From the very first quiet chords of “Perfectly Still This Solstice Morning,” the ingratiating musical language made the audience relax. Schneider often starts a song simply, and if the harmonies become more complex, sometimes dissonant, they always resolve, even as they move in unexpected directions. Rhythms vary from stately to moderate, the most agitated coming in the nostalgia of “I Saw a Dust Devil This Morning.” The walking tempos make perfect sense for this cycle, and this composer knows not to ask the Australian Chamber Orchestra, a classical string ensemble, to do jazz licks or go up tempo. Instead, she uses the strings as a billowing curtain of harmonic sound, and leaves the jazz elements to accomplished jazz artists: reed player Scott Robinson, pianist Frank Kimbrough and bassist Jay Anderson, who executed their parts with distinction and taste.

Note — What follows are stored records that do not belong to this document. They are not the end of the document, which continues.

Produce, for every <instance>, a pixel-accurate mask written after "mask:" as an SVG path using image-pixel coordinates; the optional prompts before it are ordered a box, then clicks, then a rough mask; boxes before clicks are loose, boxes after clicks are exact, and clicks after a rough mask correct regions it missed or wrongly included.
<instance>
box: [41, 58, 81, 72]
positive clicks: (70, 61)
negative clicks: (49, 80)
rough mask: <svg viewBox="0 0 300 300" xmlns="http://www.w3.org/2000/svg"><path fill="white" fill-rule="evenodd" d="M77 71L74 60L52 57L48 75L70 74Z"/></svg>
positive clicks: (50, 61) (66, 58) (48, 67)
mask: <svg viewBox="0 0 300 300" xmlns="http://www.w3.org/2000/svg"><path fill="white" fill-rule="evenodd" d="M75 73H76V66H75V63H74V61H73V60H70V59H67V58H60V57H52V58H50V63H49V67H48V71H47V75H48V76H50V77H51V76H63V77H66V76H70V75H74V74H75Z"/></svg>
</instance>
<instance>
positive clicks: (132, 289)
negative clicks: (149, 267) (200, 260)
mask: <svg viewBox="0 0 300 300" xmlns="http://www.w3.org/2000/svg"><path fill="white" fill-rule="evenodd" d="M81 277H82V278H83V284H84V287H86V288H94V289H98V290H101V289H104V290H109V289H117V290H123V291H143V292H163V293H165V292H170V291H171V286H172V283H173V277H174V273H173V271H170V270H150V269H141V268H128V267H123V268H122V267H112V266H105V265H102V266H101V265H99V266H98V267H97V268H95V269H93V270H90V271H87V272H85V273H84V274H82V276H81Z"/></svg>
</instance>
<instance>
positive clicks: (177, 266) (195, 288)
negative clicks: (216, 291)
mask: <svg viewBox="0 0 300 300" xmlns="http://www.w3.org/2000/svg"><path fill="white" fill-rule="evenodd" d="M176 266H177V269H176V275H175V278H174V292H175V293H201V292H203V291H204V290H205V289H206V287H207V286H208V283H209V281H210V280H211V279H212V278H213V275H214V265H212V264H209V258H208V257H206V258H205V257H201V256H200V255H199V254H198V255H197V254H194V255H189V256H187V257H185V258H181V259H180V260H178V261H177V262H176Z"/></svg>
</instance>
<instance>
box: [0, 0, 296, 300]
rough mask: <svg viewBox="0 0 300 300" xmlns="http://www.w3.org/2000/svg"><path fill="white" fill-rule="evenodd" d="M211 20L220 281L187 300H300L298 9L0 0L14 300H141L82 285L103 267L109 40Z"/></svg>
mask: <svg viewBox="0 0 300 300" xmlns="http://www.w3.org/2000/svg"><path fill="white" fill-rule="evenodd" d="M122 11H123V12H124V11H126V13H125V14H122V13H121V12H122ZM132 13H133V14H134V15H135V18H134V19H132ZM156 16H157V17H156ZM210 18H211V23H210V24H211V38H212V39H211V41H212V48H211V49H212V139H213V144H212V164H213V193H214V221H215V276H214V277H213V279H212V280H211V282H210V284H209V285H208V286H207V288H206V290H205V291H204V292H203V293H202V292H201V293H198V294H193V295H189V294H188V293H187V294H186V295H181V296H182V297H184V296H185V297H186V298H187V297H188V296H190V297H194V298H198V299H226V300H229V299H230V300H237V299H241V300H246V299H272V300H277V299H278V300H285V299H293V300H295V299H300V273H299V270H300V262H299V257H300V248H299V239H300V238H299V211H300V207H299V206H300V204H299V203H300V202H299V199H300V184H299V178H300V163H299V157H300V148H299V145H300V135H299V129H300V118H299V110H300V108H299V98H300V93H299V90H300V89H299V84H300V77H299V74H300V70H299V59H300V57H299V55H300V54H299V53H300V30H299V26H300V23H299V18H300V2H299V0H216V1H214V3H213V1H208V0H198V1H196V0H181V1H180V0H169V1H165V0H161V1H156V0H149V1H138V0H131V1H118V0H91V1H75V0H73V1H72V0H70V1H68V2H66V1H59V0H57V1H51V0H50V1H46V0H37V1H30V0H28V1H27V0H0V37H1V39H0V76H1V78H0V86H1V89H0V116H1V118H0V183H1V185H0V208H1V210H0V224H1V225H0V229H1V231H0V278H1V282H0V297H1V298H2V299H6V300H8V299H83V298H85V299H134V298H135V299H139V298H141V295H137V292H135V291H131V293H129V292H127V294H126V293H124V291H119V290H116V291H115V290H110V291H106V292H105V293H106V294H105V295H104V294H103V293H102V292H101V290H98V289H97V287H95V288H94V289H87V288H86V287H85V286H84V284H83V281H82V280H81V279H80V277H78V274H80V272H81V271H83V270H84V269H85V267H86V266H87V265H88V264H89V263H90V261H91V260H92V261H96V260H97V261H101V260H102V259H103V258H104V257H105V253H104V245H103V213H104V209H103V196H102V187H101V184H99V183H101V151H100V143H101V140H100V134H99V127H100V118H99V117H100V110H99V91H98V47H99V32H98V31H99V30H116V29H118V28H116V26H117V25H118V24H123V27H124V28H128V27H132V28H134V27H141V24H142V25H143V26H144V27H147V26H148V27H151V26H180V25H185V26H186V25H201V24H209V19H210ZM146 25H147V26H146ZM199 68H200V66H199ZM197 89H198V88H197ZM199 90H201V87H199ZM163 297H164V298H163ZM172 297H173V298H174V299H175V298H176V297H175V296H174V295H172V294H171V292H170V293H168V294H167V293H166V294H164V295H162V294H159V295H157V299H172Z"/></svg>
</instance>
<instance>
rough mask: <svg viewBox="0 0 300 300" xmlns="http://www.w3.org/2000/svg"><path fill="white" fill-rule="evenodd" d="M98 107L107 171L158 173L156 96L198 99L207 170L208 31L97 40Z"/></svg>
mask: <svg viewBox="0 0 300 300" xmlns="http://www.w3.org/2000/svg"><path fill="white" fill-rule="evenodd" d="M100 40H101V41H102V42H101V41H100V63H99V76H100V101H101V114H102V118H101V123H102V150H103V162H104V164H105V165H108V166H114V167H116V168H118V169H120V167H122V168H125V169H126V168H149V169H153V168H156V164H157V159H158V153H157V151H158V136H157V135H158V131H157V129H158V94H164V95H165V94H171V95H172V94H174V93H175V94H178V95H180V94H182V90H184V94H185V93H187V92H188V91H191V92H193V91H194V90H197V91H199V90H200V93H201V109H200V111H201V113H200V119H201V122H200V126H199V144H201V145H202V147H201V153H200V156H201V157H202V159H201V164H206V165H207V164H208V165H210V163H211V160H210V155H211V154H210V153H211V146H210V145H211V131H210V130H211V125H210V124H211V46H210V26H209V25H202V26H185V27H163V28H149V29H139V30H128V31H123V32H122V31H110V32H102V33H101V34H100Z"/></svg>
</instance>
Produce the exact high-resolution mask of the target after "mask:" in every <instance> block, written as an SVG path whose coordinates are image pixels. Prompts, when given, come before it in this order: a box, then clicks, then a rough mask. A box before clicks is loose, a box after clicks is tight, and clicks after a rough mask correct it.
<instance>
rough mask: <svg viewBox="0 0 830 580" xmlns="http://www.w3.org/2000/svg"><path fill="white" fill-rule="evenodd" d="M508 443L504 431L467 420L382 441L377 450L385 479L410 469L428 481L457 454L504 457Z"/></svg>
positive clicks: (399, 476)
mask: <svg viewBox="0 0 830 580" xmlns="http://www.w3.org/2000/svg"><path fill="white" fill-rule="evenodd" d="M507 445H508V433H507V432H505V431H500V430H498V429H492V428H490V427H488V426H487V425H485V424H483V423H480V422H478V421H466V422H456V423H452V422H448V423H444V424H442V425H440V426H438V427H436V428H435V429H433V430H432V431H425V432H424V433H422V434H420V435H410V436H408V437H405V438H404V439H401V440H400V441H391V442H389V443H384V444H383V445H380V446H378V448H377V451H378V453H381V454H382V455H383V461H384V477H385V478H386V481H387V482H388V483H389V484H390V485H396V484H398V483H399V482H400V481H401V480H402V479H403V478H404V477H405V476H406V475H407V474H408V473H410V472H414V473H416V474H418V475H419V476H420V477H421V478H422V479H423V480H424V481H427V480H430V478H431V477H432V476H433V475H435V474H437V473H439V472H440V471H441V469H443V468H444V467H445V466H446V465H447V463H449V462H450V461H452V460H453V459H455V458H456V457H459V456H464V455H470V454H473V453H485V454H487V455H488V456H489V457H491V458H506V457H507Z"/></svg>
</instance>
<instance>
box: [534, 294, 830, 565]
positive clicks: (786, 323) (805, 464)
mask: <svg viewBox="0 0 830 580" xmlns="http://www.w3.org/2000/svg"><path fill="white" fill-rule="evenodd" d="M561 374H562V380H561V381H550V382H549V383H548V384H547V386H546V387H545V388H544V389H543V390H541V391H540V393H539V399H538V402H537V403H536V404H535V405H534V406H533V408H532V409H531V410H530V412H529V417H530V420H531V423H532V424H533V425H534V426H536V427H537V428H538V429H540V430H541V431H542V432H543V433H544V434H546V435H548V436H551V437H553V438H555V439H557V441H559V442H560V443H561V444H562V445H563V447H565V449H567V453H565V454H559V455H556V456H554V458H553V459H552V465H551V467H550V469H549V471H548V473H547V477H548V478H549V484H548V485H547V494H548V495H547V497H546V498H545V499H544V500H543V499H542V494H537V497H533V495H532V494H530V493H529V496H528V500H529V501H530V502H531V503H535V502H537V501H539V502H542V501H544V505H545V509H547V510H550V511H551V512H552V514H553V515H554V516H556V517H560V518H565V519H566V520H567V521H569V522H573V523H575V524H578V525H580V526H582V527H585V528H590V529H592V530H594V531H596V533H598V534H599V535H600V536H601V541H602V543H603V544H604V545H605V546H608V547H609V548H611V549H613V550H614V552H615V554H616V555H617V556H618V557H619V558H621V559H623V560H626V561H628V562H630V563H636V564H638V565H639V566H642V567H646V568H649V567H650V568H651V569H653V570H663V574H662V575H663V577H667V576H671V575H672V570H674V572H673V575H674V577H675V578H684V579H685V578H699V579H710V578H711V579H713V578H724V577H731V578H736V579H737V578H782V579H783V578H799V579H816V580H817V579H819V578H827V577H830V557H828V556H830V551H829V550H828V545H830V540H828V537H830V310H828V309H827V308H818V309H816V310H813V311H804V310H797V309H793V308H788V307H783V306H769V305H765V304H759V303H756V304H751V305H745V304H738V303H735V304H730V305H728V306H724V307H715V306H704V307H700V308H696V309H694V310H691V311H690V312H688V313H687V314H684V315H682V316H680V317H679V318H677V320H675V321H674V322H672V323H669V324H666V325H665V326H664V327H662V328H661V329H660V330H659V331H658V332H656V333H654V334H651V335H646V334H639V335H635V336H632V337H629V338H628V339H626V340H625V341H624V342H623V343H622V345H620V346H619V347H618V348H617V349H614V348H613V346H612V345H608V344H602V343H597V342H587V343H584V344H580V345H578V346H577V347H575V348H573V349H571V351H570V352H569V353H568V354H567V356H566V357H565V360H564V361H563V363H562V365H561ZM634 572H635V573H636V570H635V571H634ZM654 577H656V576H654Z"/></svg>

This is music that ought to be heard, its warmth and sheer beauty in service of a masterful text.

Upshaw returned after intermission in Five Hungarian Folk Songs for Soprano and String Orchestra, Bartók’s “discovered” folk songs orchestrated by the Australian group’s leader, Richard Tognetti. The arrangements had vigor and color, and Upshaw sang them with flair.

Tognetti’s string orchestra version of the Grieg String Quartet in G Minor concluded the program. The big, broad strokes, such as the unisons and octaves in the opening and closing pages, gained considerably power with 11 musicians (and a bass) playing instead of four. But some of the more intricate passages lacked clarity.

To open the program, Tognetti juxtaposed Webern’s Five Movements for String Quartet, Op. 5, in the composer’s version for string orchestra, with Tognetti’s string orchestra arrangement of George Crumb’s 1971 string quartet Black Angels. This is mostly quiet music, and it made a most tasty first course. Webern has a reputation for being dissonant and difficult, but next to Crumb’s language his early 20th-century atonal music sounded positively lush, almost Romantic.

The encore, a gorgeous performance of the Astor Piazzolla tango “Oblivion,” segued into a Finnish fiddle tune, another example of musically strange bedfellows coming together to make something new.